After 215 years, is it finally hydrogen’s time to shine as fuel?

Toyota

Hydrogen is the perfect fuel. For a start, it’s the most abundant element in the universe, so we’ll never run out of it. If you burn it in a combustion engine or feed it to a fuel cell the only byproduct is water.

So why haven’t we been driving hydrogen-powered cars and flying in hydrogen-powered planes for decades? Big-oil conspiracy theories aside, there are a few issues with H2.

It may be quite literally everywhere, but extracting it isn’t that easy. The most straightforward way is to split water (H2O) into hydrogen and oxygen using electrolysis.
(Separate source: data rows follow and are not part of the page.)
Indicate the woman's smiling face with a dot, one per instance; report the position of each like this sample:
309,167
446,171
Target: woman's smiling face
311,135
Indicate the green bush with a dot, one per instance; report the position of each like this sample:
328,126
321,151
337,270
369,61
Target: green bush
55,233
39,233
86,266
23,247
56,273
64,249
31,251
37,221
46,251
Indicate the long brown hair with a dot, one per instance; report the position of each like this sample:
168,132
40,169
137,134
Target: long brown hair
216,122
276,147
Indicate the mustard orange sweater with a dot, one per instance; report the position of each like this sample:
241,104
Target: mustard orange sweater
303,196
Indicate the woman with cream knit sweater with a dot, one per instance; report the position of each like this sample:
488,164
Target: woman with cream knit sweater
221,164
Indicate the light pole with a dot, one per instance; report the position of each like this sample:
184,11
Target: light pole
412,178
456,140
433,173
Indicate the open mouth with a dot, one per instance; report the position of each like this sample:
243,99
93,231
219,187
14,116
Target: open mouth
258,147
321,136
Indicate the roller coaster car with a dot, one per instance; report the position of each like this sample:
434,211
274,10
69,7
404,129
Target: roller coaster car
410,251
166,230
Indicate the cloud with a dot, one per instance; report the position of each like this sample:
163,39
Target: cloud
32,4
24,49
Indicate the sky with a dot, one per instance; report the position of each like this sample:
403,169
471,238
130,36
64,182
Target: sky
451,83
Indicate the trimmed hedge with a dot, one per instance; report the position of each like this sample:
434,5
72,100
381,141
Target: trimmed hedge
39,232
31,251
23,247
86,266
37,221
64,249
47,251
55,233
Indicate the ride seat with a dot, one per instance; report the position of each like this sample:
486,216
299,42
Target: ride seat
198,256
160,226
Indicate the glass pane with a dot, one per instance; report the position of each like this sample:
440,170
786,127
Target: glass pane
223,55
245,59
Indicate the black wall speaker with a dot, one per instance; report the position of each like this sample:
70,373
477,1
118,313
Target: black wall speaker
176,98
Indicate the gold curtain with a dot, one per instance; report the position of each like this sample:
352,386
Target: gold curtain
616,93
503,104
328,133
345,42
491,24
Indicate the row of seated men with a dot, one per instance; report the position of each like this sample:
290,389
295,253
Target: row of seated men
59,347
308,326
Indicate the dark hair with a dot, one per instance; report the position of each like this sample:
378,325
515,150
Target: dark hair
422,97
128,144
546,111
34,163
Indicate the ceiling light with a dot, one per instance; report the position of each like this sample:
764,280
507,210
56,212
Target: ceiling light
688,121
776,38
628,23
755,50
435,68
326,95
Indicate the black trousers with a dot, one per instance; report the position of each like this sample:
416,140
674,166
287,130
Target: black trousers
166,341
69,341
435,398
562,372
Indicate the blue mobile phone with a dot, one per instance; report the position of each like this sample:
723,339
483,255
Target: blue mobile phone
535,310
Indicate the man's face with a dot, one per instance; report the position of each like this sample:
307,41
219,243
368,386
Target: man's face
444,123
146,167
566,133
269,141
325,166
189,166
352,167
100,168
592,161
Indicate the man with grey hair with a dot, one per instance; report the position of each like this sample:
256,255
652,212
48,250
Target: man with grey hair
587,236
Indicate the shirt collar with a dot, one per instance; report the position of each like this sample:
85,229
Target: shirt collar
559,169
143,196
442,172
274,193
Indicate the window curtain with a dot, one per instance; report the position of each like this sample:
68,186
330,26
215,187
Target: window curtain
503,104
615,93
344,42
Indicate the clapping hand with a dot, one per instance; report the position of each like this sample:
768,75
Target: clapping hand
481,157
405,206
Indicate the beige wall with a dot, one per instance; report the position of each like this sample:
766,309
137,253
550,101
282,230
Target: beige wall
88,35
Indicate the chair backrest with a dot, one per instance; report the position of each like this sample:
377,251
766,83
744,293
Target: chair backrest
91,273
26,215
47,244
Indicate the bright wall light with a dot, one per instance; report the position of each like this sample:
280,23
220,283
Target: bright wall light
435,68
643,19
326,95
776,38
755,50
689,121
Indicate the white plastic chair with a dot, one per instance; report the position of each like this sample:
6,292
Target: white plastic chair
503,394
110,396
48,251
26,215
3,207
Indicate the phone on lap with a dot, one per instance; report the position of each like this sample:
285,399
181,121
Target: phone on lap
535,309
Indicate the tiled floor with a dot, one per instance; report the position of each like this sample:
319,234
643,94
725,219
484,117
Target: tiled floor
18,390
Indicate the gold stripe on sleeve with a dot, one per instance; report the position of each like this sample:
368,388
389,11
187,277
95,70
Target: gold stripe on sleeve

However, to do this at any practical scale requires a lot of electrical energy, which has to come from somewhere—preferably from a renewable source such as solar, wind, or wave power. If the electricity isn’t sustainable, then the net environmental benefits of hydrogen are negated.

Next up is the problem of storage. Hydrogen is the lightest element and has a tendency to escape its confines. The solution so far has been to compress the gas into liquid form and store it in high-pressure tanks. In theory, “pellets” of solid ammonia borane, which are capable of storing hydrogen, could also release the gas in situ through a catalytic reaction.

Finally, there’s the Hindenburg effect. It may have been 85 years ago but newsreel footage of the world’s largest airship going up in flames is one of the most enduring images of the 20th century and and still conjured in the minds of many at the merest mention of hydrogen.

Nonetheless, automotive engineers have been doggedly trying to get hydrogen into cars since the dawn of driving. At the cusp of 2023, we might just be on the cusp of an H2 future with big players such as Toyota and new niche marques hoping to get us gassing up on the most bountiful element in the cosmos.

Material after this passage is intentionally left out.